Martes 1 de Marzo de 2016

Martes 1 de Marzo de 2016 11:09 am

Sólo 16 mil mdd llegaron el año pasado

Una de las grandes mentiras de la llamada Inversión Extranjera Directa (IED) es que crean empleos de calidad. En este sentido vale la pena revisar algunos estudios de la mexicana Alicia Bárcenas, secretaria ejecutiva de la Comisión Económica para América Latina, en donde desmiente esa tesis.


Además, en México, existe una mentira recurrente para contabilizar la IED, pues se toma en cuenta anualmente la cantidad que reinvierten las empresas extranjeras en nuestro país y las cuentas entre compañías.


El año pasado la cuenta financiera reportó un superávit de 33 mil 826 md, suficiente para financiar el déficit en cuenta corriente. Según el Centro de Estudios Económicos del Sector Privado (CEESP), la principal fuente de estos recursos fue la inversión extranjera directa, que durante el año sumo 28 mil 382             millones de dólares, cifra superior en 10.7 por ciento a la 2014.


Sin embargo, una de las razones de este aumento se atribuye a la operación de adquisición de acciones de Iusacell y Unefon por parte de AT&T, equivalente a dos mil 037 millones de dólares, así como a la adquisición de otros activos mexicanos que fueron vendidos a capital externo.


Por tipo de fuente de financiamiento la IED se integró de 37.2 por ciento proveniente de nuevas inversiones, 32.1 por ciento por cuentas entre compañías y 30.7             por reinversión de utilidades.
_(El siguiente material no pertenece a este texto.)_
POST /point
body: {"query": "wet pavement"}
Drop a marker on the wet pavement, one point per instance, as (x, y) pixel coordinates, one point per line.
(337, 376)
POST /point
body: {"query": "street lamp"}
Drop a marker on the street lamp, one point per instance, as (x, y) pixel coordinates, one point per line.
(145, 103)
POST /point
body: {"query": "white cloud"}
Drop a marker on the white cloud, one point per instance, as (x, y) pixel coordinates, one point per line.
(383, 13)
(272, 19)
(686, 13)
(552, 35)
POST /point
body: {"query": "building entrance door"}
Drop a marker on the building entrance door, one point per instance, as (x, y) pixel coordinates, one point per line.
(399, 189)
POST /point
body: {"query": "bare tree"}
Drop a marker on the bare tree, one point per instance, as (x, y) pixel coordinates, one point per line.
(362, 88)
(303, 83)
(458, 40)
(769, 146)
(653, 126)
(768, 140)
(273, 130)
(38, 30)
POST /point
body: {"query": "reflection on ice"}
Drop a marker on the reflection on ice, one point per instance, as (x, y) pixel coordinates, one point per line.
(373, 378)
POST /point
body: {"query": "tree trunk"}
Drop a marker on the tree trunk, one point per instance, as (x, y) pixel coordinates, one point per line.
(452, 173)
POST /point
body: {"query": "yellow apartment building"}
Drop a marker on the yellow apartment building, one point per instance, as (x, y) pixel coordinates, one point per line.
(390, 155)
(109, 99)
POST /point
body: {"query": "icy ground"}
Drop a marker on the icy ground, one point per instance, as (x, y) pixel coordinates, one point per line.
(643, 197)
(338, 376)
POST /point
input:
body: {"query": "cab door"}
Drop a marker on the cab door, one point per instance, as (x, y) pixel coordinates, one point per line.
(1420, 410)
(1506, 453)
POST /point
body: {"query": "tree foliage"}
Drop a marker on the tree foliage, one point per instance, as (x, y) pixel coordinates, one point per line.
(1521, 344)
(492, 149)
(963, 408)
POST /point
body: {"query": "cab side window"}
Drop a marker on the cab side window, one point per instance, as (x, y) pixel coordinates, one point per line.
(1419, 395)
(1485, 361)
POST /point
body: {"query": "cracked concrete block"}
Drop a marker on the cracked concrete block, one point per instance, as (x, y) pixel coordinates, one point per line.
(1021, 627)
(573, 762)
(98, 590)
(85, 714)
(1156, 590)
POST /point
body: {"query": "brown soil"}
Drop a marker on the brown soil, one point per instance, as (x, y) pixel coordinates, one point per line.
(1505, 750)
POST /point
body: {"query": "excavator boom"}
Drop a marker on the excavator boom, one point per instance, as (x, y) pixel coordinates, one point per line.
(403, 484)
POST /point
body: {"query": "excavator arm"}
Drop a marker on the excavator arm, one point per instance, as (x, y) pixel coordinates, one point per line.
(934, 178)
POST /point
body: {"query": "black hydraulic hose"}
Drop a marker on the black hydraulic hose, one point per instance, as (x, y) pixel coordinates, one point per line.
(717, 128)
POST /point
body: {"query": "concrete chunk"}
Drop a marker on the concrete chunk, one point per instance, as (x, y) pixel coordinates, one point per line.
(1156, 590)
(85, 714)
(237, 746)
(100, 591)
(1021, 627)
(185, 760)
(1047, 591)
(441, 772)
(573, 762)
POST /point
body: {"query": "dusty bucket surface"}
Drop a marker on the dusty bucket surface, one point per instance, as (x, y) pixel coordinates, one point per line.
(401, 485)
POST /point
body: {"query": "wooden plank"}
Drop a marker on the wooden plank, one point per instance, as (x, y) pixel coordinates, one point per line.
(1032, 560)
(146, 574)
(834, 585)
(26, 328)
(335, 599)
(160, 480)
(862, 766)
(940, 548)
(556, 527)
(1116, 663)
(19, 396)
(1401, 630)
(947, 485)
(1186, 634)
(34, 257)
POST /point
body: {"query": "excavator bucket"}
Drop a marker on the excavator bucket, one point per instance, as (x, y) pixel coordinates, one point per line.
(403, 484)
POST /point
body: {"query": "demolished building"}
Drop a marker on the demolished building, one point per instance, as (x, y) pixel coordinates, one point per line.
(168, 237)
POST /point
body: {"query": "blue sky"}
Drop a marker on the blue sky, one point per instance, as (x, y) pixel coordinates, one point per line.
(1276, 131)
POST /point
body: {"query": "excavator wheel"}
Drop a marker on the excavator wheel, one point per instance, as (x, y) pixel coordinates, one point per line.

Esto quiere decir que las nuevas inversiones fueron apenas de 16 mil millones de dólares.


Vale la pena señalar que el 53.1 por ciento del total de la inversión extranjera (contando todos los rubros que incluye la medición oficial mexicana) provino de Estados Unidos, pues 15 mil 078 millones de dólares provinieron del vecino país del norte.


¿Realmente la inversión extranjera llega al ritmo que dice dicen las autoridades o sólo cifras para alentar el optimismo? ¿Si una empresa mexicana vende sus activos en México, es inversión extranjera que debe aplaudirse o reprocharse? ¿Son las ventas de empresas mexicanas a capitales foráneos motivo de orgullo o de vergüenza? ¿Ayudan a crear empleos o los reducen? Son muchas preguntas con pocas respuestas.